Le fait que Jake pose les yeux sur sa blessure raviva la douleur qu’elle avait presque oubliée. Et avec cette souffrance revint le souvenir du poids du corps de Sorokine sur elle. Son odeur de sueur. Ses mains moites et froides. Sa bouche sur sa peau… La nausée remonta dans sa gorge serrée et une sensation d’étouffement serra sa poitrine, nourrit sans relâche son angoisse inextinguible.

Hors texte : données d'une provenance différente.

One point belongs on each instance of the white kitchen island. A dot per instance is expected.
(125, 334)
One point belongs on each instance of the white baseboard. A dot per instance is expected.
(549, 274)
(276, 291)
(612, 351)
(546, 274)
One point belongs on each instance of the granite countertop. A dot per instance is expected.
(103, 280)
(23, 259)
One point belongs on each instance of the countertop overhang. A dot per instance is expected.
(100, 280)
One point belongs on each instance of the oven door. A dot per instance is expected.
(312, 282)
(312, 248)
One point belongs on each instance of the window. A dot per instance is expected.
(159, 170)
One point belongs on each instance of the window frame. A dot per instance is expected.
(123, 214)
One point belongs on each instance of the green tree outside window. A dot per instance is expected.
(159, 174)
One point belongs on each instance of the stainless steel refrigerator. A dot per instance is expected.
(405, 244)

Ses larmes coulèrent abondamment dans le cou de Jake, augmentant son sentiment de détresse et de désarroi.
Mais s’il s’en aperçut, il ne fit aucune remarque, comme s’il avait deviné que le moindre début de compassion aurait donné à Mia l’impression qu’il la prenait en pitié.
— Il faudra que je désinfecte ça au QG. Est-ce que tu as vu d’autres blessures ?
Le ton était toujours le même. Distant. Détaché.
Mais pourtant, personne ne fût dupe de cette question qui en soulevait une autre.
— Non, répondit Ryan. Je n’ai rien vu d’autre. On est arrivé juste à temps. Tu es sûr qu’il ne faut pas l’amener à l’hôpital ?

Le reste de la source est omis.